Stankovic 6+: non ha giocato bene come lo scorso anno condizionato da un fastidioso infortunio al tallone. Va premiata però la sua generosità e la voglia di mettersi sempre al servizio di Mancini
Jimenez 6.5: sprazzi di classe pura per il 'mago' cileno che a giugno dovrà essere riscattato dall'Inter. Se Mancini resta, anche lui dovrebbe rimanere in nerazzurro.
Figo 6: il campione portoghese si è visto poco, vuoi per scelte tecniche vuoi per la rottura del perone che lo ha messo fuori per 3 mesi. Il rapporto con Mancini non è idilliaco e la sua permanenza all’Inter è in forte dubbio...lo aspettano i dollari americani.
Maniche 6: arrivato a gennaio per colmare il problema degli infortuni a centrocampo, il portoghese ha giocato poco pagando una forma scadente.

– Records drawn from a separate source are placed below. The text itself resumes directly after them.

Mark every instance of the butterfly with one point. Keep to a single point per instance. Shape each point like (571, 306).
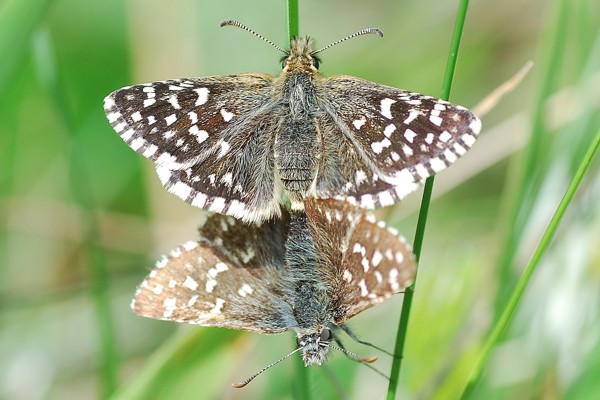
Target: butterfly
(244, 144)
(309, 272)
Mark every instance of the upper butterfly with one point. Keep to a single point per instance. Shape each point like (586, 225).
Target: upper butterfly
(241, 144)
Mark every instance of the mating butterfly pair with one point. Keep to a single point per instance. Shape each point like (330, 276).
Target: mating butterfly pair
(244, 145)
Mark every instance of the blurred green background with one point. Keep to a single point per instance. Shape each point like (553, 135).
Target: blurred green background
(82, 217)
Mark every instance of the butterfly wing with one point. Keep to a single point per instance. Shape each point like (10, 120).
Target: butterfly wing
(230, 278)
(209, 138)
(382, 142)
(365, 261)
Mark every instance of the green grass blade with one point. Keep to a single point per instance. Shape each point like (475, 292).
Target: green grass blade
(293, 24)
(424, 210)
(509, 311)
(300, 385)
(533, 163)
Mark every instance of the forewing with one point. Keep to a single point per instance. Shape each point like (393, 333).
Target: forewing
(210, 138)
(229, 278)
(364, 261)
(386, 141)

Ibrahimovic 8: l'uomo dello scudetto. Dopo un inizio di stagione devastante, Ibra si è fermato due mesi per un problema al ginocchio. Rientrato a Parma, segna una doppietta che cuce il tricolore sulla maglia dell'Inter
Suazo 6: discreto il suo primo anno in nerazzurro. Potenzialmente potrebbe dare di più ma a volte non poter controllare la strapotenza fisica è un difetto troppo grave.
Balotelli 7: giovane, forte e tremendamente potente. E' lui il futuro dell'Inter. Supermario, come lo chiamano i tifosi nerazzurri, rappresenta un punto fermo per i prossimi anni. Deve solo limare certi lati del suo carattere un po’ troppo aggressivo.
Crespo 6: tanta panchina per ‘Valdanito’ che Mancini ha sacrificato più di tutti sull'altare del turn-over
Cruz 7: dopo essere stato preziosissimo sino a gennaio, il 'Jardinero' dal gol facile si è sbloccato contro il Toro segnando la rete della prezioso + 6 sulla Roma.
Mancini 6: il gioco dell'Inter è stato meno brillante in questa stagione ma il tecnico marchigiano è al terzo titolo in tre anni sulla panchina nerazzurra. Qualche merito lo avrà anche il Mancio.